Hari Ayah Nasional: Indonesia Negara Tanpa Ayah, Benarkah?

Yang banyak di Indonesia adalah ayah yang hanya hadir secara fisik, tapi tidak psikologis.

oleh Benedikta Desideria diperbarui 12 Nov 2015, 21:00 WIB
Sanggar Fortune dan Komunitas Rumah Pencerah (KRP) luncurkan materi pengayaan orangtua dan guru PAUD, Jakarta, Kamis (12/11/2015). Acara ini juga diadakan program latihan serta seminar bagi para ayah. (Liputan6.com/Yoppy Renato)

Liputan6.com, Jakarta Pada Hari Ayah Nasional tahun ini sudahkan para anak-anak Indonesia mendapatkan pengasuhan ayah secara maksimal? Mungkin ada yang menjawab ya dan tidak. Namun menurut penggagas Ayah untuk Semua, Irwan Rinaldi, yang banyak terjadi di Indonesia banyak ayah yang belum total mengasuh anak.

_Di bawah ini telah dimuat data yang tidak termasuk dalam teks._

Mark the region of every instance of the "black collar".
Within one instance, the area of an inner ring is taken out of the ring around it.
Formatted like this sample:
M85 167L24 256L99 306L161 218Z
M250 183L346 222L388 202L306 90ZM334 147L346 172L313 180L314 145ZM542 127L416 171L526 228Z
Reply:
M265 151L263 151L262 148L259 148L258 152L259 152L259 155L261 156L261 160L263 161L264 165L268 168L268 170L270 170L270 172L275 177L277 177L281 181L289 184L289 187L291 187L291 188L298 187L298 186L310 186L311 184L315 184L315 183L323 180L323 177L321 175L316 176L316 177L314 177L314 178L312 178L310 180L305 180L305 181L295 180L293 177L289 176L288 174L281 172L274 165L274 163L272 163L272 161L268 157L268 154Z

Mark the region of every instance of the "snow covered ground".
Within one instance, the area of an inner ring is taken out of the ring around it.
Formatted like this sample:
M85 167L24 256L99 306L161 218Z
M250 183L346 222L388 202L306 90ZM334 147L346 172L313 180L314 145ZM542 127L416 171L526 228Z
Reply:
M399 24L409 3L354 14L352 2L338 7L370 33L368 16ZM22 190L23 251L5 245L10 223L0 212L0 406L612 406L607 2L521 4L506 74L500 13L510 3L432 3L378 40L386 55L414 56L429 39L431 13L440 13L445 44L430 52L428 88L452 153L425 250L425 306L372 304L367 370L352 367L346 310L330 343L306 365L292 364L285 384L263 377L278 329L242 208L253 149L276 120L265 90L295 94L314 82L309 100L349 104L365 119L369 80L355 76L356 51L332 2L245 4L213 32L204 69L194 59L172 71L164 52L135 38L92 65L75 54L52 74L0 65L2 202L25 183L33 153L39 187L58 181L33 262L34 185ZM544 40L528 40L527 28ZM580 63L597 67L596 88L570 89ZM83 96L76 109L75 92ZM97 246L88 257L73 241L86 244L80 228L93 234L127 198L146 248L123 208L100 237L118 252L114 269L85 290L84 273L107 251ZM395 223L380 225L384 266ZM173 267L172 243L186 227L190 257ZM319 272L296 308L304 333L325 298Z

Yang banyak hadir di Indonesia adalah ayah yang hanya hadir secara fisik, tapi tidak psikologis atau fatherless country seperti yang dipaparkan Irwan.

"Anak itu tetap butuh ayah baik fisik dan psikologis. Di Indonesia ada banyak sekali ayah yang hadir secara fisik tapi psikologisnya tidak. Anak-anak itu butuh ayah yang saat menatapnya dengan penuh cinta atau yang berbicara padanya tidak sambil pegang handphone," terang Irwan dalam sebuah sesi peringatan Hari Ayah di Jakarta pada Kamis (12/11/2015).

Penggiat peran Ayah, Irwan Rinaldi memberikan seminar singkat kepada para ayah saat peluncuran materi pengayaan orangtua dan guru PAUD di Lebak Bulus, Jakarta, Kamis (12/11/2015). (Liputan6.com/Yoppy Renato)

Ketidakhadiran ayah secara psikologis dalam pengasuhan anak membuat anak-anak jadi father hunger atau anak-anak yang 'lapar' akan ayahnya. Akibatnya saat anak tumbuh, timbul berbagai masalah. Bagi anak perempuan hal ini bisa menimbulkan masalah dalam hubungan mereka dengan pria nantinya.

"Ayah harusnya jadi cinta pertama, namun ketidakhadiran ayah secara psikologis membuat cinta pertamanya pada yang lain, yang mungkin mencintainya karena fisik," terang pria yang telah berkecimpung di dunia pengasuhan selama 23 tahun ini.

Lalu, ketidakhadiran ayah secara psikologis membuat anak laki-laki miliki karakter yang lemah. Ia tidak memiliki kemampuan memilih dan ketegasan terhadap sesuatu. "Ya hal itu terjadi karena tidak diajarkan oleh ayahnya sejak kecil," terang pria kelahiran Bukittinggi tahun 1966 ini.

Lalu bagaimana untuk mengatasi hal ini?

"Yang dibutuhkan adalah ayah berkualitas artinya ayah hadir dengan anak tapi bermakna buat anak ketika hadir fisik ya lakukan secara total," terangnya.